I regularly pick up random movies from the public library. Most of the time I don’t read what they’re about, I like the surprise of what my subconscious has chosen for me. One movie I watched won the Best Movie at the Academy Awards in 1947. The move is “A Gentleman’s Agreement”. As it turned out, this movie is about a subject that is very close to my heart. “The Freedom of Spiritual Expression.”
The story is centred around a journalist (Gregory Peck) and a series of articles he has been asked to write on anti-Semitism. From the movie I can see that this was a big problem in the US at the time. In order to really understand the problem he presents himself as a Jew and as a result really gets an appreciation of how deep the problem is.
As a little blond girl who was Christian and of Northern European decent, growing up in Australia in the 60’s & 70’s, I never had the firsthand experience of what racial or religious prejudice was about. As I grew, I never understood it. In the 60’s in Australia, prejudice was against the Southern European immigrants, the Italians, Greeks, Czechs, all of who were my school playmates. Wog was a word that was affectionately thrown around, like the word Dag in the school ground, unaware that others used it as a derogatory word.
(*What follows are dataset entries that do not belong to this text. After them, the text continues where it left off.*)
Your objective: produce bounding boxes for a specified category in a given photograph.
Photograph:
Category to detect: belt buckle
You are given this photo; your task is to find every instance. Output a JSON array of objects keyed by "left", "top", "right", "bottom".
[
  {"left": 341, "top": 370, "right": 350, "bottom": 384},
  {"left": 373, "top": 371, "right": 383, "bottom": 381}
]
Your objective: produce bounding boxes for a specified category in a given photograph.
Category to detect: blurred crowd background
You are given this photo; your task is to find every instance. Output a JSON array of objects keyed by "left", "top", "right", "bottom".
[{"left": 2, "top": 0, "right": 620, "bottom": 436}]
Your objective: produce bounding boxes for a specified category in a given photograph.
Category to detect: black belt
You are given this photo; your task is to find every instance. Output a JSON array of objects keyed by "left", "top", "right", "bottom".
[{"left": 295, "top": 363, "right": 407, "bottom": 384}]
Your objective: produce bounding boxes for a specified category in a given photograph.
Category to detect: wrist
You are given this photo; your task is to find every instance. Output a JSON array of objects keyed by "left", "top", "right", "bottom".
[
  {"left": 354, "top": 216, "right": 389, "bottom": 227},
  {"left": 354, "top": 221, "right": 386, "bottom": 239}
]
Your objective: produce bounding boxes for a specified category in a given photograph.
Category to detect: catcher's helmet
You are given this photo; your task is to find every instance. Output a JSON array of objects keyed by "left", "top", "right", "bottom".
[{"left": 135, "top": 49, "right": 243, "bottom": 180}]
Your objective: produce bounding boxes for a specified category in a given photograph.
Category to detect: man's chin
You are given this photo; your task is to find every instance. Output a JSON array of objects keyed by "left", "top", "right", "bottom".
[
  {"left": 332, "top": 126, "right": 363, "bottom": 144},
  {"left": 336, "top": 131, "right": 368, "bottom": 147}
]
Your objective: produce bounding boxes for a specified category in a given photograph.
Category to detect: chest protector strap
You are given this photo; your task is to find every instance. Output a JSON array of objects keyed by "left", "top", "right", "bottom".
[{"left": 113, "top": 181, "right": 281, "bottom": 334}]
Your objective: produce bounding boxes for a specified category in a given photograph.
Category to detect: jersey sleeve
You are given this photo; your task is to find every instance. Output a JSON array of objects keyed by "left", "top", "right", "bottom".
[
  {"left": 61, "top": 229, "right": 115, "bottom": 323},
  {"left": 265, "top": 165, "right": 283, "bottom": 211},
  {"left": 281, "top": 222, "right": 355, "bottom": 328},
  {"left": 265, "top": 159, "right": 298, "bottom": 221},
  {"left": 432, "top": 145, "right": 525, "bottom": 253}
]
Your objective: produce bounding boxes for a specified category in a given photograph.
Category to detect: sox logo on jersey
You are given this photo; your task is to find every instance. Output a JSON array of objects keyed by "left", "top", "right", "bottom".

My Christian upbringing in a church of a very small denomination, with a strange name, was largely misunderstood. It gave me an appreciation that everyone doesn’t think the same and that we are all entitled to believe and practice our Spirituality as we wish. The vaguest thought that someone should be looked down on or thought in anyway, not of equal value because they think or believe different horrified me.
After all, I don’t believe the way anyone else does. I have my own thoughts and ideas, just like everyone else. And why someone should be mistreated or looked down on because they come from somewhere different. My Grandfather had a funny accent and came from a country that practically no-one had ever heard of when I was growing up. So, really couldn’t I have just as easily been a victim of such narrow minded thinking, just as some of my ancestors before me had.
I would like that think that a lot has changed since 1947 and the need for such a movie with such a strong message is not needed. As I thought about it I knew that the message is still very powerful today. Once again, we find the world facing religious intolerance on a large scale. Regardless of whom the target current is these prejudices in the world need to be abolished, both religious and racial.
The turning point in the movie is very poignant for today. In a conversation between the journalist fiancé and his best friend who is Jewish, she tells him she had always be abhorrent at the words and actions of anti-Semitism and the series of articles was actually her idea. The Jewish friend then challenged her on it. What action did she take? She just kept silent when people told jokes at the expense of Jewish people. She didn’t stand up and tell them she didn’t agree with what they said or the actions they took. She stood by quietly. If she truly had these beliefs that all people are equal and all people deserve to be honoured and respected, she had to take a stand. She had to stand up and be counted on.
It is time now for us all to stand up for what we believe; for our own beliefs and the rights of others to believe as they choose. This is a time for us to stand together and share a message of love and acceptance of all.